The film makes us realize what a close shave getting independence declared actually was. It is all here: deathly ill Caesar Rodney’s midnight ride through the night to cast a Yes vote, James Wilson’s last minute change of heart. It makes you realize in this age of filibusters and 60 vote minimums, that many of the greatest laws we’ve passed in this country did so by the skin of their teeth.
Be sure to watch the restored 164-minute version readily available on DVD. It was cut by half an hour when released in 1972. President Nixon, friends with producer Jack Warner and busy orchestrating the Watergate cover up at the time, thought some of the dialogue and the song “Cool, Cool Conservative Men” liable to anger the country and send the population into the streets. So Warner cut them. Fortunately, the cut footage has mostly been restored. Frankly, I find it all prescient on where the country was going to go. Of where we find ourselves now.
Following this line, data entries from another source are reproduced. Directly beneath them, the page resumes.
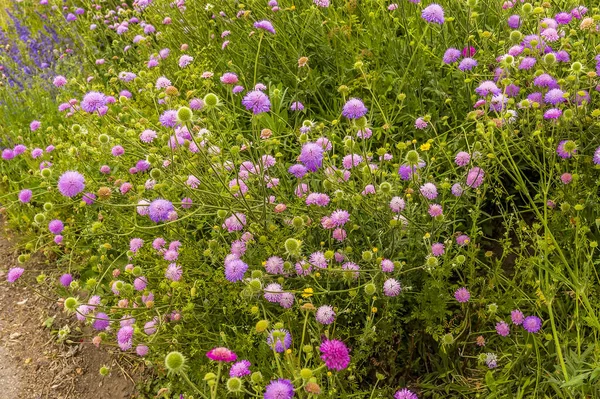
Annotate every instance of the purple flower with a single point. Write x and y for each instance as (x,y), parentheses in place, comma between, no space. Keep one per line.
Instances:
(311,156)
(101,322)
(93,101)
(335,354)
(240,369)
(14,274)
(159,210)
(71,183)
(517,317)
(514,21)
(265,25)
(235,270)
(451,55)
(532,324)
(405,394)
(257,102)
(467,64)
(25,196)
(354,109)
(56,226)
(279,340)
(475,177)
(325,315)
(279,389)
(462,295)
(502,329)
(65,280)
(433,13)
(391,287)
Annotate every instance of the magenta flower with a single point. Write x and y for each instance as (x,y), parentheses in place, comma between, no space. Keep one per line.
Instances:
(462,295)
(335,354)
(221,354)
(71,183)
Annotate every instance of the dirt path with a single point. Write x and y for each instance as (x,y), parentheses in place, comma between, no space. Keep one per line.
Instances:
(33,364)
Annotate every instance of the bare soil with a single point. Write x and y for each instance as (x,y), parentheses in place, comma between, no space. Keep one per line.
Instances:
(33,363)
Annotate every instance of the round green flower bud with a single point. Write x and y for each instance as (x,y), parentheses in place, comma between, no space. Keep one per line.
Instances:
(256,377)
(234,384)
(292,245)
(447,339)
(306,373)
(39,218)
(221,213)
(155,173)
(104,138)
(370,289)
(262,325)
(174,362)
(297,222)
(71,304)
(549,59)
(209,376)
(211,100)
(184,114)
(412,157)
(516,36)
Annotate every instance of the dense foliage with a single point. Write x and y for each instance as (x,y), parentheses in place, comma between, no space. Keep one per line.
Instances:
(301,198)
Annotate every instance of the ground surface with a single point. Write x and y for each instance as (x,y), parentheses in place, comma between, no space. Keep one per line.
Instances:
(33,364)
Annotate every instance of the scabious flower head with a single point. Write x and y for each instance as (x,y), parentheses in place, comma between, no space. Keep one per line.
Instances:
(93,101)
(391,287)
(71,183)
(279,389)
(433,13)
(475,177)
(221,354)
(273,292)
(14,274)
(451,55)
(467,64)
(354,109)
(101,322)
(462,295)
(517,317)
(257,102)
(265,25)
(240,369)
(405,394)
(311,156)
(159,210)
(25,195)
(335,354)
(325,315)
(279,340)
(502,328)
(235,270)
(429,191)
(532,324)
TRIVIA: This was the last movie filmed at the original Columbia Pictures studio before it was torn down.
PET PEEVE: Director Peter Hunt restored all of the footage except the complete version of John Adams’ song “Piddle, Twiddle, & Resolve”. I got a chance to ask him about that once and he confessed that he didn’t restore it because he always hated how he shot the song. Daniels is standing there singing how it is “hot as hell in Philadelphia” and steam can be seen coming out of his mouth (because it was really a chilly night in L.A.). You can watch the complete song HERE.
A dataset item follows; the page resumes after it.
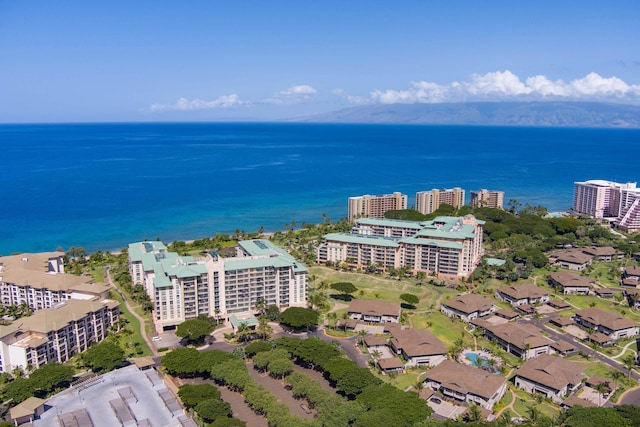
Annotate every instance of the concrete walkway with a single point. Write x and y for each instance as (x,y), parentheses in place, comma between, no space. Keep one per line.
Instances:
(143,332)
Ronald Maxwell’s sprawling recreation of the Battle of Gettysburg (which took place July 1-3, 1863) is definitely long at 4 hours 14 minutes (the director’s cut is even longer). There may be a bit too much speechifying (though much of it is moving). But the movie is a once in a lifetime experience: a thrilling recreation of the actual battle on the actual battlefield (the only time the National Park service allowed it). It is the closest we will ever come to actually being there at the most important battle of the American Civil War.
The movie does a beautiful job of capturing both the North and South points of view going into the battle. Points of view that are still valid today.
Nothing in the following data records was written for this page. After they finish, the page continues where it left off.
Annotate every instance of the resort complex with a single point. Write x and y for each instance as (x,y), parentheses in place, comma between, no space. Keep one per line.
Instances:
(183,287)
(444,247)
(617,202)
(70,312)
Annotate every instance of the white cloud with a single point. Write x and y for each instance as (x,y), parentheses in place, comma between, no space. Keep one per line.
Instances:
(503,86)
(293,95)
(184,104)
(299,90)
The large cast is excellent. Jeff Daniels makes a moving and heroic Joshua Lawrence Chamberlain. Tom Berenger is a conflicted James Longstreet. Richard Jordan (in his final role) is a tragic Lew Armistead. Stephen Lang is perfect as the too trusting and naïve George Pickett leading his men into a bloodbath.
If the length bothers you then watching it in 3 parts on July 1, July 2, and July 3.
See it to get a better understanding of who we are as a country. And see it for the grand splendor of Pickett’s Charge: a total folly of a maneuver but a brave and beautiful thing. It makes us appreciate how close the North came to losing the war; it makes us realize how close the South came to winning.
TRIVIA: The actor playing the British observer is George Lazenby, famous for his one off appearance as James Bond in ON HER MAJESTY’S SECRET SERVICE (1969).